Ce phénomène s’explique par l’existence de deux types de fibres nociceptives. Les fibres Aδ, finement myélinisées et de diamètre plus important, conduisent le signal nociceptif rapidement (5-30 m/s) avec un seul relais synaptique : elles produisent la première douleur, aiguë et bien localisée. Les fibres C, amyéliniques et de très petit diamètre, conduisent beaucoup plus lentement (0,5-2 m/s) avec plusieurs relais synaptiques et une dispersion du signal : elles produisent la seconde douleur, sourde, diffuse et persistante.
Qu’est-ce que le wind-up et en quoi diffère-t-il du réflexe d’axone ?
Les deux sont des mécanismes d’amplification du signal nociceptif, mais ils agissent à des niveaux différents. Le réflexe d’axone est un phénomène périphérique : l’inflammation provoque la libération de bradykinine et de substance P, qui activent les cellules immunitaires locales et amplifient la stimulation des nocicepteurs sur le site de la lésion. Le wind-up est un phénomène central (médullaire) : la stimulation prolongée des fibres C provoque une libération massive de neuromédiateurs (substance P, glutamate, CGRP, NO) qui active les récepteurs NMDA normalement silencieux sur le neurone à convergence, abaissant le seuil de douleur.
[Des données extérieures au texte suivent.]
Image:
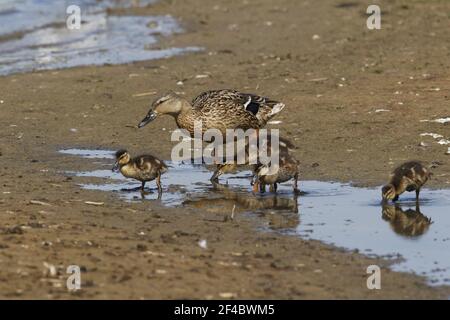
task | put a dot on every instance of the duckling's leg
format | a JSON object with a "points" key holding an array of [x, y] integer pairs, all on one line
{"points": [[216, 174], [256, 186], [296, 189], [262, 188], [273, 188], [158, 183]]}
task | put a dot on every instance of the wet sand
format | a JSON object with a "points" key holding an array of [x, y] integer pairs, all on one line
{"points": [[332, 87]]}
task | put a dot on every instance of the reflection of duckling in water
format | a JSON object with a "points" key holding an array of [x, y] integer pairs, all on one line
{"points": [[281, 212], [249, 201], [287, 170], [409, 176], [409, 223], [143, 168]]}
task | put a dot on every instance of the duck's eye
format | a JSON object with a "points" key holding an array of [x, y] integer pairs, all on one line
{"points": [[161, 100]]}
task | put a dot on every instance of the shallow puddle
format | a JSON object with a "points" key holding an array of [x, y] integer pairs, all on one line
{"points": [[334, 213], [34, 35]]}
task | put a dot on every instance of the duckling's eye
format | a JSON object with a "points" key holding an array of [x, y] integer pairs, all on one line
{"points": [[161, 100]]}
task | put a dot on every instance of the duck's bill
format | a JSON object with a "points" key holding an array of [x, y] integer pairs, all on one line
{"points": [[115, 167], [148, 118]]}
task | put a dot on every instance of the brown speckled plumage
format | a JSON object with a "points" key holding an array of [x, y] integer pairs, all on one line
{"points": [[216, 109], [283, 148], [143, 168], [288, 170], [410, 176]]}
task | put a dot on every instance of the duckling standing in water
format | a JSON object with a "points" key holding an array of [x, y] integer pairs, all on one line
{"points": [[284, 147], [217, 109], [143, 168], [409, 176], [287, 170]]}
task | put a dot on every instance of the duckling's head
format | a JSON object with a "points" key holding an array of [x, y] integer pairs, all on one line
{"points": [[170, 104], [388, 192], [223, 169], [122, 158]]}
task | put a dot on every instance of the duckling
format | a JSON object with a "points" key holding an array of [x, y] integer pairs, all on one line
{"points": [[287, 170], [216, 109], [143, 168], [409, 176], [284, 147], [410, 223]]}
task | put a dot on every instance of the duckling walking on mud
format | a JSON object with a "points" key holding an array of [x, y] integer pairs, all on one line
{"points": [[143, 168], [410, 176], [217, 109], [287, 170]]}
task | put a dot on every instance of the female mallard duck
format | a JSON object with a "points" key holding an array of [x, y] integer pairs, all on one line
{"points": [[287, 170], [143, 168], [217, 109], [284, 146], [409, 176]]}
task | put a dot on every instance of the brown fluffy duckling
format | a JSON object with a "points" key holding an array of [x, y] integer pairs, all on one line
{"points": [[143, 168], [410, 176], [216, 109], [287, 170]]}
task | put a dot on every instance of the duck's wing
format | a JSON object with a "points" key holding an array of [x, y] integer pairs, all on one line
{"points": [[256, 106]]}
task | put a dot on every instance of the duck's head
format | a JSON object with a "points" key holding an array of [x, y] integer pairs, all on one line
{"points": [[388, 192], [170, 104], [122, 158]]}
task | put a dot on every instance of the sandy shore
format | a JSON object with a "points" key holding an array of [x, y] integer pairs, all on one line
{"points": [[317, 57]]}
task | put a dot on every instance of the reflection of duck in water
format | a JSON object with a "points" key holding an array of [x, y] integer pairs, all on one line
{"points": [[411, 223], [282, 212]]}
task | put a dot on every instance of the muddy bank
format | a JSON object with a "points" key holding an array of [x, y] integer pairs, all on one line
{"points": [[334, 88]]}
Le réflexe d’axone amplifie la nociception en périphérie, le wind-up l’amplifie dans la moelle.
Comment fonctionne le gate control au quotidien ?
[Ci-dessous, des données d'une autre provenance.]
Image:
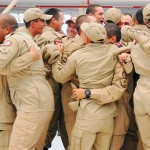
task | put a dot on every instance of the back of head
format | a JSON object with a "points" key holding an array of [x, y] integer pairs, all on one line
{"points": [[91, 8], [139, 16], [54, 12], [94, 31], [113, 15], [8, 20], [80, 20], [113, 30]]}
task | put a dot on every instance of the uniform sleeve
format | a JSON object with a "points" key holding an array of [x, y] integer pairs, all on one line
{"points": [[63, 73], [145, 42], [113, 92], [9, 64]]}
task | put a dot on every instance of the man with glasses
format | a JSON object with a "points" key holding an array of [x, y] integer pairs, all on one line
{"points": [[30, 92]]}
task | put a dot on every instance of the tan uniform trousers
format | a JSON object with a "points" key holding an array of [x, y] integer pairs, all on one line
{"points": [[122, 120], [5, 136], [29, 131], [69, 115], [57, 118], [142, 109], [92, 134]]}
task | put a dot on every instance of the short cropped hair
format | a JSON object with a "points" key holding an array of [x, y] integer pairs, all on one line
{"points": [[79, 21], [54, 12], [113, 30]]}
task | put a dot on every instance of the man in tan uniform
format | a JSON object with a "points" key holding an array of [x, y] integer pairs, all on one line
{"points": [[8, 24], [30, 92], [131, 138], [94, 67], [8, 112], [140, 58], [70, 47], [50, 35], [121, 121]]}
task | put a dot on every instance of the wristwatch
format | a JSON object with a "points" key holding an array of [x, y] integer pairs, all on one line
{"points": [[88, 93]]}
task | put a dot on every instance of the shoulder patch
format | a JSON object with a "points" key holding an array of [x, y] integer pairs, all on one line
{"points": [[7, 43], [118, 44]]}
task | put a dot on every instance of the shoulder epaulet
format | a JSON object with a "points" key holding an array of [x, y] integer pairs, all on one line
{"points": [[118, 44]]}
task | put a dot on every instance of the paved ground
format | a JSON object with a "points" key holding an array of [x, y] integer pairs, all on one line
{"points": [[57, 144]]}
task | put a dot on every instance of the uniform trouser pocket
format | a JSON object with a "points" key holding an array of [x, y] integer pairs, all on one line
{"points": [[4, 139], [76, 139]]}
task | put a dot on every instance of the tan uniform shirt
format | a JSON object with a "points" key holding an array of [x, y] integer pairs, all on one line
{"points": [[7, 109], [48, 36], [140, 54], [94, 66], [70, 46], [30, 92]]}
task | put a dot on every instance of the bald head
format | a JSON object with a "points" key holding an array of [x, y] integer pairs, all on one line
{"points": [[8, 21]]}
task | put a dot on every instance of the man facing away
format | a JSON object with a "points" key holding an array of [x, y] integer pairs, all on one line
{"points": [[30, 92]]}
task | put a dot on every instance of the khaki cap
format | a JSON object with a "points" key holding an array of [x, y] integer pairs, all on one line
{"points": [[94, 31], [113, 14], [35, 13], [146, 11], [72, 19]]}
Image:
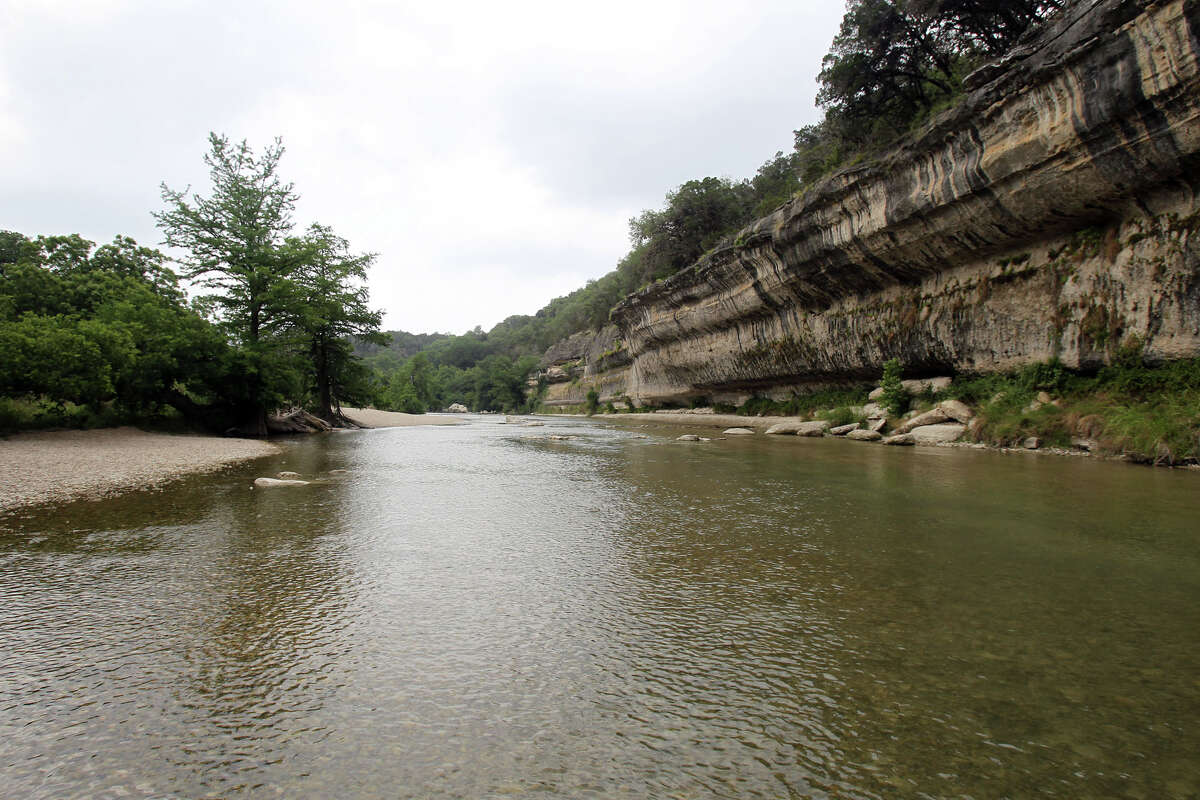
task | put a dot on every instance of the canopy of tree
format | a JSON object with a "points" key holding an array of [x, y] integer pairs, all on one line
{"points": [[109, 329]]}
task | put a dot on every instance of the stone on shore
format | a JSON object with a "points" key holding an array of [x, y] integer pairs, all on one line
{"points": [[271, 482], [933, 416], [936, 434], [815, 428], [957, 410], [875, 411]]}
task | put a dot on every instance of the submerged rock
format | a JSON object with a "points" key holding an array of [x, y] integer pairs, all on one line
{"points": [[935, 434], [900, 439], [270, 482]]}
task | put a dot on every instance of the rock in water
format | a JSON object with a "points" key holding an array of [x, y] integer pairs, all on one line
{"points": [[815, 428], [957, 410], [933, 416], [270, 482], [935, 434]]}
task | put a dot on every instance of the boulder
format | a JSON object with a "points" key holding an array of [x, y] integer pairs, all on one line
{"points": [[875, 411], [270, 482], [933, 416], [815, 428], [936, 434], [957, 410]]}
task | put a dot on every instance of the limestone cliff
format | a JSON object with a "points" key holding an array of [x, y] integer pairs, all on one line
{"points": [[1053, 214]]}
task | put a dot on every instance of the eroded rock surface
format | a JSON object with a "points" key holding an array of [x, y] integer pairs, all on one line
{"points": [[1053, 214]]}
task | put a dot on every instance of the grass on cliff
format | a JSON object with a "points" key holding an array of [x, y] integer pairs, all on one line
{"points": [[1149, 413]]}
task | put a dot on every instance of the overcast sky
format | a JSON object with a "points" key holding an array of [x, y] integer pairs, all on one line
{"points": [[490, 152]]}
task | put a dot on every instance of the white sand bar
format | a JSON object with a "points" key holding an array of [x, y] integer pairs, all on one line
{"points": [[373, 419], [60, 465]]}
Le gate control est le mécanisme qui explique pourquoi frotter une zone douloureuse atténue la douleur. Le frottement recrute les grosses fibres myélinisées Aα et Aβ, qui activent les neurones inhibiteurs de la substance gélatineuse de Rolando (couches II/III de Rexed). Ces neurones inhibent le neurone à convergence de la couche V, « fermant le portillon » sur le signal nociceptif. Ce mécanisme est exploité en thérapie par le massage, l’acupuncture et l’électrostimulation transcutanée (TENS).
Pourquoi l’aspirine soulage-t-elle la douleur ?
L’aspirine et les AINS (anti-inflammatoires non stéroïdiens) agissent en périphérie en inhibant l’enzyme cyclo-oxygénase (COX), ce qui bloque la synthèse des prostaglandines. Or les prostaglandines sont des molécules libérées par les polynucléaires dans le cadre du réflexe d’axone : elles sensibilisent les nocicepteurs et amplifient le signal douloureux. En supprimant cette composante de la boucle inflammatoire, l’aspirine réduit la stimulation des nocicepteurs et donc la perception douloureuse. Cependant, elle ne bloque pas l’ensemble de la cascade (bradykinine, histamine, sérotonine), ce qui explique qu’elle ne supprime pas totalement la douleur inflammatoire.